While asking this question, I learned const reference to a temporary object is valid in C++:
int main ()
{
int a = 21;
int b = 21;
//error: invalid initialization of non-const reference
//int & sum = a + b;e [...]
//OK
int const & sum = a + b;
return sum;
}
But in the following example, the const reference refnop
refers to a destroyed temporary object. I wonder why?
#include <string>
#include <map>
struct A
{
// data
std::map <std::string, std::string> m;
// functions
const A& nothing() const { return *this; }
void init() { m["aa"] = "bb"; }
bool operator!= (A const& a) const { return a.m != m; }
};
int main()
{
A a;
a.init();
A const& ref = A(a);
A const& refnop = A(a).nothing();
int ret = 0;
if (a != ref) ret += 2;
if (a != refnop) ret += 4;
return ret;
}
Tested using GCC 4.1.2 and MSVC 2010, it returns 4;
$> g++ -g refnop.cpp
$> ./a.out ; echo $?
4
The difference between ref
and refnop
is the call to nothing()
which does really nothing. It seems after this call, the temporary object is destroyed!
My question:
Why in the case of refnop
, the life time of the temporary object is not the same as its const reference?

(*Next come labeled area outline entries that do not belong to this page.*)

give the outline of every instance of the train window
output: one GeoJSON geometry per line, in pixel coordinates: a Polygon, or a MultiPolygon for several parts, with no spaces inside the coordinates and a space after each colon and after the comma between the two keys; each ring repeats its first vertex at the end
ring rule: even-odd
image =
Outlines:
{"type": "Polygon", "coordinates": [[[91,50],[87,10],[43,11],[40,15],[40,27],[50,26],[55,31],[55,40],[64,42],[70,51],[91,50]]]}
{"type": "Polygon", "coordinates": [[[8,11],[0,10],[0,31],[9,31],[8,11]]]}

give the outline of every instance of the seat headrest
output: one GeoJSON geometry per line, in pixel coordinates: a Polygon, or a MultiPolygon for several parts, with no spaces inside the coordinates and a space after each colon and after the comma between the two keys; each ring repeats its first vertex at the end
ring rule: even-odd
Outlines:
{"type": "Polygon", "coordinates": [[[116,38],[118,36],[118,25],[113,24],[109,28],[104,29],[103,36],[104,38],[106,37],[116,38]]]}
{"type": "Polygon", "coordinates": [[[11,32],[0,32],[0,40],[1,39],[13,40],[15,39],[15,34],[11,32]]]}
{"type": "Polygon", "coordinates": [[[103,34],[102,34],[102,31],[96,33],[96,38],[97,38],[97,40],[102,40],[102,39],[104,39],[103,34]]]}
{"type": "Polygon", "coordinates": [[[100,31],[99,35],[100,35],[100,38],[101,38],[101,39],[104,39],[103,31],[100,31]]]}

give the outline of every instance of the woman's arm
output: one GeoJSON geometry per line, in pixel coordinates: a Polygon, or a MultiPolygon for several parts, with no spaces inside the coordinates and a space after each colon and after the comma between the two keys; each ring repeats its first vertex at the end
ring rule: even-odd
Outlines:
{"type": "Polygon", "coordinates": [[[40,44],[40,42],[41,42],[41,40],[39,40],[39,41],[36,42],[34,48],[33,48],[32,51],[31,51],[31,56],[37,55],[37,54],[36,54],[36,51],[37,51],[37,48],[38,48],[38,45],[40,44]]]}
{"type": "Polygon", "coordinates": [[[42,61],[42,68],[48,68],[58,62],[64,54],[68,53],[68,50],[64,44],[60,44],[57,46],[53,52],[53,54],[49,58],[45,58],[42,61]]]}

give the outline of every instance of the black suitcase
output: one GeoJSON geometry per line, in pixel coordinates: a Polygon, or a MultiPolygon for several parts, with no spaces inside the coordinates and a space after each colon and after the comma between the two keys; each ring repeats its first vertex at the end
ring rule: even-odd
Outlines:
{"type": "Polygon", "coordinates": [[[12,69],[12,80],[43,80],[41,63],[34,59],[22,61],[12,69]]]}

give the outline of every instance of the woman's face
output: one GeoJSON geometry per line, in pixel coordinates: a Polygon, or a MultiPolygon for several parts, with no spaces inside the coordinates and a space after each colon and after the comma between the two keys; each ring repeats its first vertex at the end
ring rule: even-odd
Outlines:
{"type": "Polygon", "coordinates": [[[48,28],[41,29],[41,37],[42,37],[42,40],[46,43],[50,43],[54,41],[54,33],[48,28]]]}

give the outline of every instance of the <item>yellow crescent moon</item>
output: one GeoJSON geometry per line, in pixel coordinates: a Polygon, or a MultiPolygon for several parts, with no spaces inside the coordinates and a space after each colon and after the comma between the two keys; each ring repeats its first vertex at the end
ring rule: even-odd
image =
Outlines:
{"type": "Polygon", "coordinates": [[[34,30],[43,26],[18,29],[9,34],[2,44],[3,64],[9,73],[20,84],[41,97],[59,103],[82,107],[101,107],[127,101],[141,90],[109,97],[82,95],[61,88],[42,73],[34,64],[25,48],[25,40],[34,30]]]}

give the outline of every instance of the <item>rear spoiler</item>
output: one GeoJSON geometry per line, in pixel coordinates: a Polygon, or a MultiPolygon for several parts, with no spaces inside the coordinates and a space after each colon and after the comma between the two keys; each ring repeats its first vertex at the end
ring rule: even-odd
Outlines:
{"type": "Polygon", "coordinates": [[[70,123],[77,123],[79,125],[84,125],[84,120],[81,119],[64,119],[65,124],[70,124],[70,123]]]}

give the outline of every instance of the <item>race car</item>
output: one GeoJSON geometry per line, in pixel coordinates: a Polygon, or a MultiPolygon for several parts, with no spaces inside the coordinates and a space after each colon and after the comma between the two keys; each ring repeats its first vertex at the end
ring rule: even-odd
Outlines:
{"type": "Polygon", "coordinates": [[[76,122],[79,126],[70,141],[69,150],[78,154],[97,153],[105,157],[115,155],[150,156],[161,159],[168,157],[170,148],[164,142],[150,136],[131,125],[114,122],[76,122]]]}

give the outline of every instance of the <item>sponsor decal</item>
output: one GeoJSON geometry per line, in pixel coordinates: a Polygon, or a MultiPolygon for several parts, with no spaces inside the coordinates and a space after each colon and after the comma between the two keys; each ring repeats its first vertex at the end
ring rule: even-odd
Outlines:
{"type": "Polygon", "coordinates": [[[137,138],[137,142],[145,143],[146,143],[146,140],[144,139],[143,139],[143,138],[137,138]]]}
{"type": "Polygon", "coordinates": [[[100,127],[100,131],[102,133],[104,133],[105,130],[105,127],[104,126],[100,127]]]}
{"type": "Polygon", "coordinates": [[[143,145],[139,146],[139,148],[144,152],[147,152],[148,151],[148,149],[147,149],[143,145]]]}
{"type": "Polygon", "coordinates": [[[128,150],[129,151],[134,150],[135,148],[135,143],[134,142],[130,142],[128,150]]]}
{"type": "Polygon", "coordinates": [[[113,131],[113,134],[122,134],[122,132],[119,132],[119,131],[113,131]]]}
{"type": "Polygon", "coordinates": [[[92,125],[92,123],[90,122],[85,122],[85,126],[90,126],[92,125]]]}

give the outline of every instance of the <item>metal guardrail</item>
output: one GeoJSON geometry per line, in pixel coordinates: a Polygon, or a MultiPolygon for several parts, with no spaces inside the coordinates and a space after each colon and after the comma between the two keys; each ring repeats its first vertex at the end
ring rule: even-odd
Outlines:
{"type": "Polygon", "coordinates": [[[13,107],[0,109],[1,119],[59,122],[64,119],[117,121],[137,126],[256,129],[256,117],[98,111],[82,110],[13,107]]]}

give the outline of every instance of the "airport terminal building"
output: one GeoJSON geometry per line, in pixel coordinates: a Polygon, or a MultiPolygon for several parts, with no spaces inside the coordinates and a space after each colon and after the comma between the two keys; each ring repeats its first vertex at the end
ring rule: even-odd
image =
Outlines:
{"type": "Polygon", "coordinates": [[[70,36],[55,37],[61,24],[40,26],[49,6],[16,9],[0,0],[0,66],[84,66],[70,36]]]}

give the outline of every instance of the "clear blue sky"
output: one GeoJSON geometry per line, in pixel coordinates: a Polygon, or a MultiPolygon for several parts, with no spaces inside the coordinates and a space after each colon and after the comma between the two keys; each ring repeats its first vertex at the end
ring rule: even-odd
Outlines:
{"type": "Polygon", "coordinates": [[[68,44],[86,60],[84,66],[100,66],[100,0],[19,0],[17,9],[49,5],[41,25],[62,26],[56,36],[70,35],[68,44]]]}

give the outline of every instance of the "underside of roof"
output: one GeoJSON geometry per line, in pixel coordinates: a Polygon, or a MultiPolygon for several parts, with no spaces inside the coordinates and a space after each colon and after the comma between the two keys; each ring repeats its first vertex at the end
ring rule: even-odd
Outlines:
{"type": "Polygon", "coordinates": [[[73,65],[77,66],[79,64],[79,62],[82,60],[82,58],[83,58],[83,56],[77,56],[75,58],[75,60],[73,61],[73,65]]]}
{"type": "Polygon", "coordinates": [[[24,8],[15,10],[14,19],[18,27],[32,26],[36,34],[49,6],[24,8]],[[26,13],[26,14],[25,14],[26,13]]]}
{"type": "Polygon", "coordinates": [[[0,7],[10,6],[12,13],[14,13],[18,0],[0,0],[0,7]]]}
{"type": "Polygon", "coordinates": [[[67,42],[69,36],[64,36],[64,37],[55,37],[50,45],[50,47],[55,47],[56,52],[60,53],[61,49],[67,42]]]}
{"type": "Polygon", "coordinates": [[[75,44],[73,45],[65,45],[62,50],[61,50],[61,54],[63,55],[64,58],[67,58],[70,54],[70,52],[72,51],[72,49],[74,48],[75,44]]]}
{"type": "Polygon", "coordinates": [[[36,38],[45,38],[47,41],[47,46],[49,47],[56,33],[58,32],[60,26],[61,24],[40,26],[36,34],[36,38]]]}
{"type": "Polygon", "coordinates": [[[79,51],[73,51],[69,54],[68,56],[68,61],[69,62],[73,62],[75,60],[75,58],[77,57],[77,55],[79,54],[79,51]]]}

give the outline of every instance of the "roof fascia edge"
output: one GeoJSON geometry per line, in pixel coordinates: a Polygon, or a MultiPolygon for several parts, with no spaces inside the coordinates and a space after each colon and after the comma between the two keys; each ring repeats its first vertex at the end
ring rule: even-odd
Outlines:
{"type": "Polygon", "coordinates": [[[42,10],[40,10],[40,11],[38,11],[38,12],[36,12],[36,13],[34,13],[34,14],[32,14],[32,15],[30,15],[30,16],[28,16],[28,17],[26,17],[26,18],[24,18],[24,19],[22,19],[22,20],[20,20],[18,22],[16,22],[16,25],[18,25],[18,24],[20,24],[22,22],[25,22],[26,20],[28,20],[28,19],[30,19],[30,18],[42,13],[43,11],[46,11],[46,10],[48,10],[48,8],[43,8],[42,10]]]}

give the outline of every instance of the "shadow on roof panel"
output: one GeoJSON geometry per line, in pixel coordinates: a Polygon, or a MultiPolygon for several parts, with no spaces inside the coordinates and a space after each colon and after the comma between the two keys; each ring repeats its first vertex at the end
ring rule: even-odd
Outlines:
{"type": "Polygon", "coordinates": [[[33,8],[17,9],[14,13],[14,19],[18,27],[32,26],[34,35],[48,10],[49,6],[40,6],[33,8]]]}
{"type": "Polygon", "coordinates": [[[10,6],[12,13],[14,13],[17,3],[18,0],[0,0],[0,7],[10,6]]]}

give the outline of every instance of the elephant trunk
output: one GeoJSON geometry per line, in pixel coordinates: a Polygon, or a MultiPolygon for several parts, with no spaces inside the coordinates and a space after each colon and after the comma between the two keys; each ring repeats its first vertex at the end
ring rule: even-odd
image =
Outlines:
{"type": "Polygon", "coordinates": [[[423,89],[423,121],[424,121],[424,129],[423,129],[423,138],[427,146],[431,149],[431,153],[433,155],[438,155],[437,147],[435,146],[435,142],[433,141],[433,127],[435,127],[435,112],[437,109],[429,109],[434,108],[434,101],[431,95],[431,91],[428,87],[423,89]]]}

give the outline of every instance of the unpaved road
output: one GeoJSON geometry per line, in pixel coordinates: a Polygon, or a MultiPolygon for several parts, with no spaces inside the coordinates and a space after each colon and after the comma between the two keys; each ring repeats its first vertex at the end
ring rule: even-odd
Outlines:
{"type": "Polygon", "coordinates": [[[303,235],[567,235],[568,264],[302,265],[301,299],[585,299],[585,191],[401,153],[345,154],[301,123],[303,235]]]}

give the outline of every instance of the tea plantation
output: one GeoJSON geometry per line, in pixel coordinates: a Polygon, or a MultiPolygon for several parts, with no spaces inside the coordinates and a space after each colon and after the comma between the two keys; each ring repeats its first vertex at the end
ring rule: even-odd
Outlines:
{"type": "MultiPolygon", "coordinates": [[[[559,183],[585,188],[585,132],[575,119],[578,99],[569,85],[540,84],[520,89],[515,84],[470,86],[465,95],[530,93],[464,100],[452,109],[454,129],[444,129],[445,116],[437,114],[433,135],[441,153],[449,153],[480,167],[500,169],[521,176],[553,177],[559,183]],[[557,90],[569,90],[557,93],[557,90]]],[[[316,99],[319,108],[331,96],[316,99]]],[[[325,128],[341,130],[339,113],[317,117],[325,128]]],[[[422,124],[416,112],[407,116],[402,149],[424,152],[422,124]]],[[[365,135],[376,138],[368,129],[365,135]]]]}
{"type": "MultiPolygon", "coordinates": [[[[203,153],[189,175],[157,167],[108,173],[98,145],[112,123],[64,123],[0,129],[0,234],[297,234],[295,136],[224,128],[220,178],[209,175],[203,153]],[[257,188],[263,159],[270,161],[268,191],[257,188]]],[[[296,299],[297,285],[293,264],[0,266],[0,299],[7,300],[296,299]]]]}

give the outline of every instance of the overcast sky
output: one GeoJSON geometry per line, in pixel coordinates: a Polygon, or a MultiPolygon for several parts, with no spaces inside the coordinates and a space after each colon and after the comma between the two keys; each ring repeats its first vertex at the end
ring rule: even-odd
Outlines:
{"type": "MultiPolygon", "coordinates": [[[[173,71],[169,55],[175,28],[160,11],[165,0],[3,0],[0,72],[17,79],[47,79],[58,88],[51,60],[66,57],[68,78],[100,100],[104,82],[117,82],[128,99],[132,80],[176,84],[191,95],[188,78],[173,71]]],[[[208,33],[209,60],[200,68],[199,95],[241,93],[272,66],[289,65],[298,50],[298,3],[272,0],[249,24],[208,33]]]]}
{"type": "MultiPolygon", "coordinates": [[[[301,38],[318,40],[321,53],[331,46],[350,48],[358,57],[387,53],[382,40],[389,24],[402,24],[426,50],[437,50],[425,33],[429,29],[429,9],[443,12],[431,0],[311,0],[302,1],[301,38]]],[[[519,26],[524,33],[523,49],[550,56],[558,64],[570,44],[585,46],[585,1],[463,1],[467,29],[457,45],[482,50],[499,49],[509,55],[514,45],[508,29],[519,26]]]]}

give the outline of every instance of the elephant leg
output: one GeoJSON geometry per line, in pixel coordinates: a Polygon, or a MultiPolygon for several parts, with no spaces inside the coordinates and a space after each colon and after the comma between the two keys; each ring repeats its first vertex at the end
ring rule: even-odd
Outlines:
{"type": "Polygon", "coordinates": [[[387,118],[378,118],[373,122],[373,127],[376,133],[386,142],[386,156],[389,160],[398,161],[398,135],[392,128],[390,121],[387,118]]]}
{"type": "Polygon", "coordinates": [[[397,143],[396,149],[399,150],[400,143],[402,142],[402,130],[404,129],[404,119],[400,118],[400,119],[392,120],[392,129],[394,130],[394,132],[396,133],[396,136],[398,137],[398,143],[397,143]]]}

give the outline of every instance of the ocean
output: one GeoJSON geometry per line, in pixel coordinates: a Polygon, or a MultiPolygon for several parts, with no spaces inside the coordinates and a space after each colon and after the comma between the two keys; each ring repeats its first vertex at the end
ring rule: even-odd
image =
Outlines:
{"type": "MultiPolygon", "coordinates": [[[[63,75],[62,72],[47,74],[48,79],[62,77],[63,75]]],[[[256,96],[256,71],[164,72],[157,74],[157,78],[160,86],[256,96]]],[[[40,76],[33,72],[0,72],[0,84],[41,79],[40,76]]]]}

The lifetime-extension of a temporary object can be performed only once, when the temporary object gets bound to the first reference. After that, the knowledge that the reference refers to a temporary object is gone, so further lifetime extensions are not possible.
The case that is puzzling you
A const& refnop = A(a).nothing();
is similar to this case:
A const& foo(A const& bar)
{
return bar;
}
//...
A const& broken = foo(A());
In both cases, the temporary gets bound to the function argument (the implicit this
for nothing()
, bar
for foo()
) and gets its lifetime 'extended' to the lifetime of the function argument. I put 'extended' in quotes, because the natural lifetime of the temporary is already longer, so no actual extension takes place.
Because the lifetime extension property is non-transitive, returning a reference (that happens to refer to a temporary object) will not further extend the lifetime of the temporary object, with as result that both refnop
and broken
end up referring to objects that no longer exist.